I'm all too aware that a lot of my previous leaders have started out by saying something like "sequencers are really great, but..." And I'm afraid it's going to be more of the same this month!

Paul White c.2003What I like about working with audio (and MIDI) on a computer is that all your settings are saved, from the mixer controls and the automation moves to the deployment and setup of effects and processors — but there is still no equivalent of that reel of tape you can stick on the shelf and come back to when you need to. With tape, you didn't have to think about archiving your work, because the tape was your archive. With computers, the fruits of your labours are stored on a hard drive somewhere and, as many of us have come to learn the hard way, digital data can't actually be considered 'real' unless it exists in at least two different places, and ideally in more. So while computers allow you to neglect to fill in track sheets or to take notes about effects settings, you still need to be organised enough to implement some sort of backup regime.

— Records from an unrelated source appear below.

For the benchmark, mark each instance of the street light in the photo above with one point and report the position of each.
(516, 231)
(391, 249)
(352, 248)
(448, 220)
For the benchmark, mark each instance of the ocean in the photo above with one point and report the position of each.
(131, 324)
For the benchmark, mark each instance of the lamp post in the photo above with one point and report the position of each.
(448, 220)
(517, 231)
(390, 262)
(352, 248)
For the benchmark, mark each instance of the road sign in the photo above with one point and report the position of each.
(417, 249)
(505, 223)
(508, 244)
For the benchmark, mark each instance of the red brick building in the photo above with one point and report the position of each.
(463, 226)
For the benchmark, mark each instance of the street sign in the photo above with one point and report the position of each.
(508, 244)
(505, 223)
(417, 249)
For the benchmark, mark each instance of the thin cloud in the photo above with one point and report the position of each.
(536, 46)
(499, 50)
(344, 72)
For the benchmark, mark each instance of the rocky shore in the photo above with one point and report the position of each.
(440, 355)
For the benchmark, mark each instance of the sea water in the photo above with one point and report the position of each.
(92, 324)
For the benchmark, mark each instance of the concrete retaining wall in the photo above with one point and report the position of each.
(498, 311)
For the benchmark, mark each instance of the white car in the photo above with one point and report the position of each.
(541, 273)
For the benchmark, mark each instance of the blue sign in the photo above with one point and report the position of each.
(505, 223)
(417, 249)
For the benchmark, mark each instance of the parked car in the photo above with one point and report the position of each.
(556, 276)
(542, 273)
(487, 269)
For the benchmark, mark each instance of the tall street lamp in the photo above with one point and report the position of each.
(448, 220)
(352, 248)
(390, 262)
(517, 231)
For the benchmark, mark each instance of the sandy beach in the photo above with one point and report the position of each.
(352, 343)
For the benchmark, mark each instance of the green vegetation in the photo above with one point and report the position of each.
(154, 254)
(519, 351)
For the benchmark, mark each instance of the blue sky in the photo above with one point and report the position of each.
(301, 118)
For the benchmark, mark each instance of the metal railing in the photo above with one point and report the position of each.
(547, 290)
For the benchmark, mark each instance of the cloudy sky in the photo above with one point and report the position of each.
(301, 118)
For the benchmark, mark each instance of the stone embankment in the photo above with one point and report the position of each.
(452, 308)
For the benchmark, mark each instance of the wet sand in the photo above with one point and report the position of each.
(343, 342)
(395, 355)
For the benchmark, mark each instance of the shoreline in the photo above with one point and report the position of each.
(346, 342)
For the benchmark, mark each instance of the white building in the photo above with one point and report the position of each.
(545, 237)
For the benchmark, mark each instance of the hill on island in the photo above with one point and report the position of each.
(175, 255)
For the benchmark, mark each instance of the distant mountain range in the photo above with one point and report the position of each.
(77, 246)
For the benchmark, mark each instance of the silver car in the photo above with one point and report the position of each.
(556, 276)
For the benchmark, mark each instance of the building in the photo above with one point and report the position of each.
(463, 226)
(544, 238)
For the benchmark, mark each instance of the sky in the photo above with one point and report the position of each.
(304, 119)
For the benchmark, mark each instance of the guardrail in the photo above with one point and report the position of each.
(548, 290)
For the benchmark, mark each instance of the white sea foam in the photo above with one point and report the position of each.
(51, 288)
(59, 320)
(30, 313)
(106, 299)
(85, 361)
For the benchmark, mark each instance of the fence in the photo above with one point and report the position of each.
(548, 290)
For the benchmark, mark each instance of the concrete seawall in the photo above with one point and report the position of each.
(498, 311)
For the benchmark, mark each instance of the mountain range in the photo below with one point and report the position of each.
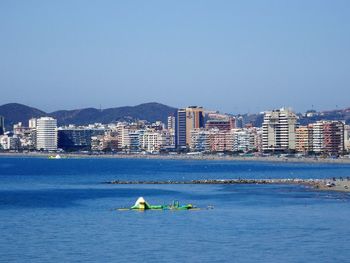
(15, 112)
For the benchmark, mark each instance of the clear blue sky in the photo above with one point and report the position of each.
(234, 56)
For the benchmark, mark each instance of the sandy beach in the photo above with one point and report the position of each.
(184, 157)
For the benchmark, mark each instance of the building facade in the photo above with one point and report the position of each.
(279, 130)
(46, 134)
(188, 119)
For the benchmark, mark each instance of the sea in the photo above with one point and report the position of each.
(62, 210)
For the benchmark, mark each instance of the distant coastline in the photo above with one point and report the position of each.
(204, 157)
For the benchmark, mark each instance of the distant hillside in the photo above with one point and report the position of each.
(14, 112)
(342, 115)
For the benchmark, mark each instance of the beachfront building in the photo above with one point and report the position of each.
(171, 123)
(123, 131)
(244, 140)
(220, 140)
(2, 125)
(333, 134)
(200, 140)
(303, 139)
(279, 130)
(150, 141)
(225, 124)
(46, 134)
(188, 119)
(73, 138)
(347, 138)
(317, 137)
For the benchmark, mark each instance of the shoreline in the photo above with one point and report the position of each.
(184, 157)
(338, 185)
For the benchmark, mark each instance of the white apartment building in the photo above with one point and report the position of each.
(279, 130)
(46, 134)
(317, 136)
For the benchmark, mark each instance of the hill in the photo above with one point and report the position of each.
(14, 113)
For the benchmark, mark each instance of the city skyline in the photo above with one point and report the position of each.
(232, 56)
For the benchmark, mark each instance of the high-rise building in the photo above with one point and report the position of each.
(279, 130)
(171, 123)
(333, 132)
(32, 123)
(317, 136)
(188, 119)
(46, 134)
(73, 139)
(221, 124)
(303, 138)
(2, 125)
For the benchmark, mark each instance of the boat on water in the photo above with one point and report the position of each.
(142, 205)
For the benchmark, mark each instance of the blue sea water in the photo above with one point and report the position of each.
(61, 211)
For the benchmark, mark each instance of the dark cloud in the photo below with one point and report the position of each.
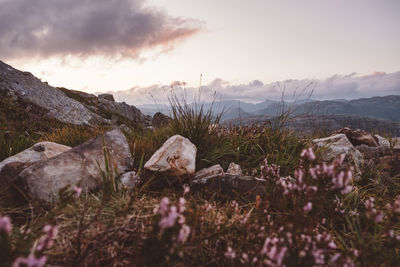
(337, 86)
(87, 27)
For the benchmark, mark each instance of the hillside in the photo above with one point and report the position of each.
(27, 96)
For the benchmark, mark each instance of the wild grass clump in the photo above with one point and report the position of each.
(11, 143)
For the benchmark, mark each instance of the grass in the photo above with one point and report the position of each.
(318, 220)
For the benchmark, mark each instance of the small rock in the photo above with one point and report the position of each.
(383, 142)
(125, 128)
(207, 173)
(234, 169)
(337, 145)
(130, 179)
(231, 186)
(108, 97)
(177, 156)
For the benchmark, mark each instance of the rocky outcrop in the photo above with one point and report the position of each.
(12, 166)
(24, 86)
(358, 137)
(160, 119)
(68, 106)
(336, 145)
(108, 97)
(79, 166)
(177, 157)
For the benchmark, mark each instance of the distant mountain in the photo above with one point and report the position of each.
(325, 123)
(381, 107)
(23, 93)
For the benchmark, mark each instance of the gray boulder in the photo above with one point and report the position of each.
(337, 145)
(207, 173)
(78, 166)
(12, 166)
(24, 86)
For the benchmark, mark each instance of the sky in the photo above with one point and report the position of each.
(227, 45)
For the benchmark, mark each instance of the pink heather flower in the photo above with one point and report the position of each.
(308, 207)
(183, 233)
(230, 253)
(78, 191)
(186, 189)
(30, 261)
(308, 154)
(181, 204)
(378, 217)
(5, 224)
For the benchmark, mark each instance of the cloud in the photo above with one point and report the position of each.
(337, 86)
(111, 28)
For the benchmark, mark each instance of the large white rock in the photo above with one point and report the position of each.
(337, 145)
(78, 166)
(177, 156)
(11, 166)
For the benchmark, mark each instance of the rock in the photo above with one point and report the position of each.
(160, 119)
(25, 86)
(337, 145)
(230, 185)
(78, 166)
(177, 156)
(234, 169)
(130, 179)
(382, 142)
(122, 109)
(358, 137)
(108, 97)
(207, 173)
(12, 166)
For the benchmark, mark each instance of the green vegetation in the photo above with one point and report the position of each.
(323, 218)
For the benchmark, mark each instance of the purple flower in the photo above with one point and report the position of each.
(308, 154)
(5, 224)
(308, 207)
(78, 191)
(183, 233)
(186, 189)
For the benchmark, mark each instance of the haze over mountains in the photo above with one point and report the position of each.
(76, 107)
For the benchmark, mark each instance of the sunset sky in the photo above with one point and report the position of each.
(114, 45)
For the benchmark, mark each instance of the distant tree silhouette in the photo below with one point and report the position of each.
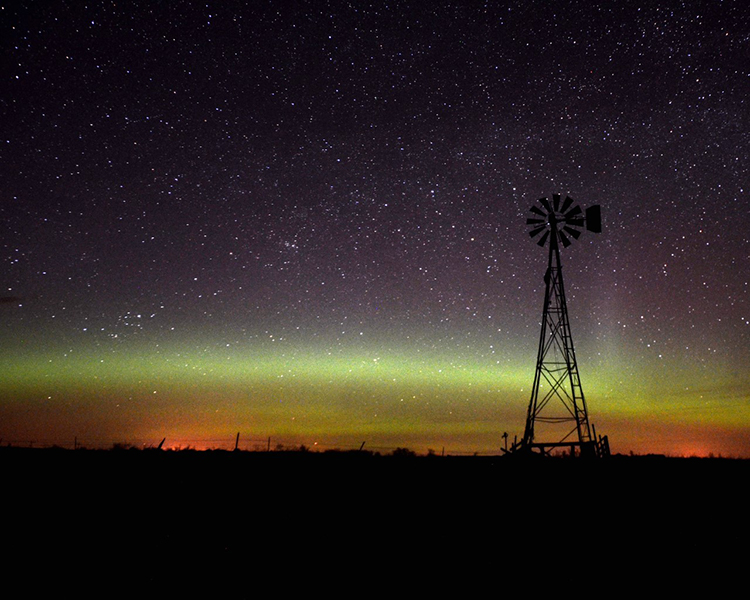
(403, 452)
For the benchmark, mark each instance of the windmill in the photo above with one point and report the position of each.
(557, 407)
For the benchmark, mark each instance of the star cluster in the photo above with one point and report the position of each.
(200, 200)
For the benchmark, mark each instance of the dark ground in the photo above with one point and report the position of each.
(189, 524)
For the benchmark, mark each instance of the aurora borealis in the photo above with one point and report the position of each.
(305, 221)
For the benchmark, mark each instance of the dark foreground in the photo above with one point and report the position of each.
(153, 524)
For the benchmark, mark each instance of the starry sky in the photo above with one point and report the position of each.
(305, 221)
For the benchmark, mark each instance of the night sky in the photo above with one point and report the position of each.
(306, 221)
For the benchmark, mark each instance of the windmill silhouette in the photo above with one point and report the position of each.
(557, 408)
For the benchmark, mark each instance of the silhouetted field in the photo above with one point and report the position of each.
(149, 523)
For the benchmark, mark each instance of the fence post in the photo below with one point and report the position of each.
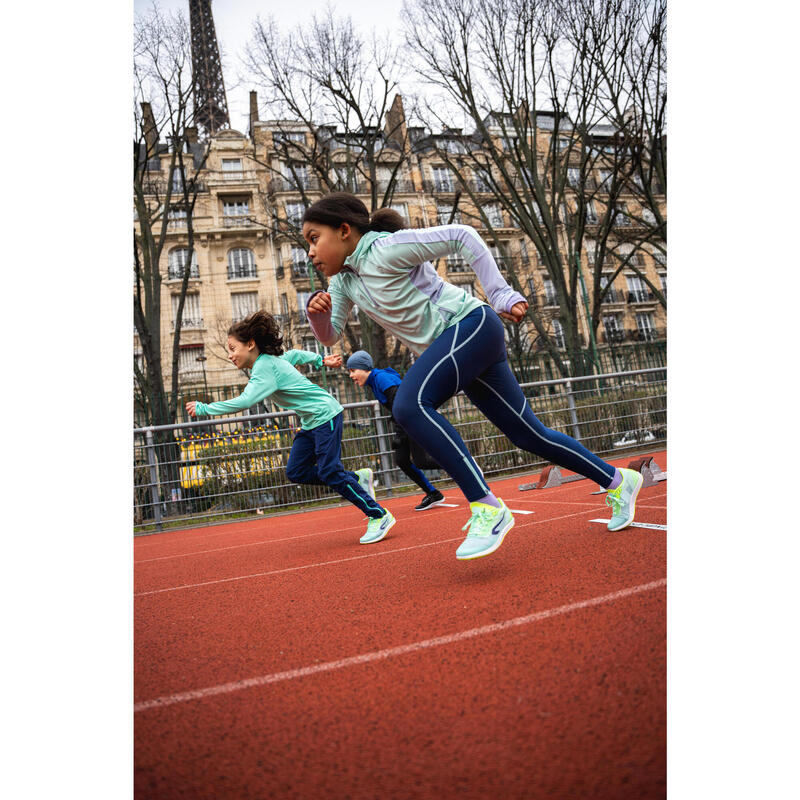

It's true that CD-Rs are unbelievably cheap and provide a good way to store data — even a song using 16 to 24 tracks of audio will probably fit on a single CD-R — but I still don't understand why the sequencer manufacturers make life so hard for us when we actually try to do this. Unless you're extremely careful, you can end up with the audio files relating to the song you're working on tucked away on some remote corner of your hard drive (all called something like 'Untitled' — 1 to infinity), because in your enthusiasm to get creative, you didn't set a new audio record path for them. Furthermore, backup files and bounce files may end up on a completely different drive altogether. Then, of course, there are all the files relating to retakes and punch-ins. The audio files for an eight-track song can end up looking like the result of an explosion in a confetti factory!

It's fair to say that the leading sequencers provide various means for you to manually optimise songs so that unused sections of audio are taken out of the running, and most will allow you to create backups of an audio file or group of files in a designated folder of your choice. But given that these programs now claim to be 'professional', (whatever that actually means), would it be too much to ask for a single button that said something like 'Create Song Archive', which would automatically copy or relocate all the used audio files into a newly-created folder called something like 'SongTitle-Arc', along with a copy of the song file itself? Then we could copy the whole archive folder directly onto CD-R or DVD-R and not have to worry about whether we'd missed something out. In an ideal world, this archive would also be able to save any used soft-sampler files (to be fair, some software already does this), and it could be asked to store either copies of used audio files only, or all audio related to a song, used or not. In fact, screen shots of any used plug-ins might also be a useful addition, so that you could at least see what you were trying to replicate if you moved the work to a different system with different plug-ins. Something like this would make life so much easier, and would alleviate a lot of the grief currently associated with backing up.

With so many new features appearing in our favourite audio software packages on what seems like a monthly basis, isn't it time more software developers addressed the problem of 'backup made easy' so that their products might actually deserve the description 'professional'?